Jornal Estado de Minas

CPI DA COVID

Expectativa: O raio-X da gestão da pandemia no governo Bolsonaro

Prédio do Congresso Nacional, em Brasília (foto: Flickr)

Após apresentar seu plano de trabalho, definir metas e superar tentativas de intervenção por parte do governo federal e seus aliados, a Comissão Parlamentar de Inquérito (CPI) da COVID-19 realiza nesta semana as oitivas das primeiras testemunhas.



Ex-ministros da saúde, que tiveram papel crucial durante o avanço da pandemia de coronavírus pelo país, prestam depoimento aos senadores que integram o grupo de investigação. General do Exército e ex-titular do Ministério da Saúde, Eduardo Pazuello é considerado peça chave no quebra-cabeça para entender o que ocorreu com o país em meio a maior pandemia do século.

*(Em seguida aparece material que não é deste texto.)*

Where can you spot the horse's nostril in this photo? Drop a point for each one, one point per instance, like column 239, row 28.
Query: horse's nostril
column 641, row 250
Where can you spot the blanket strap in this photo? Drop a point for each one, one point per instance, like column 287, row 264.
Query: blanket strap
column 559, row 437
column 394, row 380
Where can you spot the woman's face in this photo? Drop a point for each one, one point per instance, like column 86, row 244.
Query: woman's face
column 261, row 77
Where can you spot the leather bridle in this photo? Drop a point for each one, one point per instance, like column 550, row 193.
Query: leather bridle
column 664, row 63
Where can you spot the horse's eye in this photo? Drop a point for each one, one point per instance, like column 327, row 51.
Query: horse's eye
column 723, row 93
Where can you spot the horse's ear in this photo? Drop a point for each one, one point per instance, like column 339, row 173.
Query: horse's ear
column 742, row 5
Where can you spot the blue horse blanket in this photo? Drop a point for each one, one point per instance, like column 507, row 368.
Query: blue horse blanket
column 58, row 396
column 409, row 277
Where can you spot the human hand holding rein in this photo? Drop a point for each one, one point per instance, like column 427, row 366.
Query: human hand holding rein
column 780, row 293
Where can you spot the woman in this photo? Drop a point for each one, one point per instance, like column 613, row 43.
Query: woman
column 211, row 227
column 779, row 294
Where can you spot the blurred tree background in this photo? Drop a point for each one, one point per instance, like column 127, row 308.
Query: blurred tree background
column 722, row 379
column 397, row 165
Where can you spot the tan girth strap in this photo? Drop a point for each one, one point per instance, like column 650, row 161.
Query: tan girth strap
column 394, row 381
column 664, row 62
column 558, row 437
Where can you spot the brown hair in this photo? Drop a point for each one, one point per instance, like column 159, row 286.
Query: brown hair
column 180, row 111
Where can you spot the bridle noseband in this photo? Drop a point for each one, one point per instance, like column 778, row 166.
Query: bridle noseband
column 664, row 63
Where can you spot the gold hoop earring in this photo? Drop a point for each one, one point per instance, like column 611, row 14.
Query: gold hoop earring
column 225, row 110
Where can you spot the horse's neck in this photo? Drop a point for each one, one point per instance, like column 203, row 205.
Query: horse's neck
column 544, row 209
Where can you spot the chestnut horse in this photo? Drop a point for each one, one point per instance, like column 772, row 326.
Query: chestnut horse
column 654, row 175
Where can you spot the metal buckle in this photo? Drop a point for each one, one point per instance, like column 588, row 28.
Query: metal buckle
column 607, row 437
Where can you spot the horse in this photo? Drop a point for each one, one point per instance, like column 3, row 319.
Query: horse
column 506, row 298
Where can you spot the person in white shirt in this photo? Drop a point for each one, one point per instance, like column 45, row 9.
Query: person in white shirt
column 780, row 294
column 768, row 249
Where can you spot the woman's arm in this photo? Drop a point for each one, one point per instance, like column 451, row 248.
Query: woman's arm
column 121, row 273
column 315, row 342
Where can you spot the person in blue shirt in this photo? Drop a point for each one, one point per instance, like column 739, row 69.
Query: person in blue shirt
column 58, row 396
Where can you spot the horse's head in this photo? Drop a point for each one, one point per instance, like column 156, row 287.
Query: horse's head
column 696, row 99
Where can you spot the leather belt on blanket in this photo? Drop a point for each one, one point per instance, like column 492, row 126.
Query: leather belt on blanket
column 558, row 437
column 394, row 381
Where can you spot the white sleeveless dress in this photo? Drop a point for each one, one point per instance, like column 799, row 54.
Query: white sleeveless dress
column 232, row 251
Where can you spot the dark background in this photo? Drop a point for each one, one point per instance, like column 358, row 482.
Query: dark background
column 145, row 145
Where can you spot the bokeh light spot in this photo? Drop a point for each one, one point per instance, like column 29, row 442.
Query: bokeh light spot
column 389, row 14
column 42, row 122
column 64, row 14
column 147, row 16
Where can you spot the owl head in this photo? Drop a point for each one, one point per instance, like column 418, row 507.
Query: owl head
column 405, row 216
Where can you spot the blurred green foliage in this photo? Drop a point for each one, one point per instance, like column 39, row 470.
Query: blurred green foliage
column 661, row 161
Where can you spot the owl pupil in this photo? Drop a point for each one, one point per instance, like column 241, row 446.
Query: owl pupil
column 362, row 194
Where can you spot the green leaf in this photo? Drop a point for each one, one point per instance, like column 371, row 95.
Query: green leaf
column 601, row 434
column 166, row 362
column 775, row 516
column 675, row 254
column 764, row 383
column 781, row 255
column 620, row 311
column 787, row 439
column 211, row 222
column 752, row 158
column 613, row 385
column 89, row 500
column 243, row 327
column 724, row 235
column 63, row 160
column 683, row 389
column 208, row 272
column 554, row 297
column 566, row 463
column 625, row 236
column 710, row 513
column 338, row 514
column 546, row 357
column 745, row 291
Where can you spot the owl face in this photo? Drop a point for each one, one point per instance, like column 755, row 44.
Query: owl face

O militar deve ser o último a ser ouvido entre os ex-ocupantes da pasta. A oitiva dele está marcada para ocorrer na quarta-feira. Ele, que ainda é aliado do presidente Jair Bolsonaro, pode ser enquadrado como investigado, caso não consiga deixar claro as responsabilidades do presidente, e fracasse em demonstrar que as ordens que podem ter aprofundado a pandemia vieram de cima. Por outro lado, o governo terá de fazer uma escolha: se fica ao lado do ex-ministro e coloca todo o Executivo em risco, ou se joga em Pazuello o peso dos erros que ocorreram nos últimos meses.

Para responsabilizar Bolsonaro e a alta cúpula do Planalto, a oposição tem nas mãos o próprio pronunciamento público de Pazuello admitindo: “um manda e o outro obedece”. A frase dita em outubro, quando o general se recuperava da COVID-19, justificou o fato do então ministro ter voltado atrás nas negociações em relação à CoronaVac. À época, o imunizante tinha um peso político forte, sobretudo com a afirmação de Bolsonaro de que esta seria a “vacina de Doria”.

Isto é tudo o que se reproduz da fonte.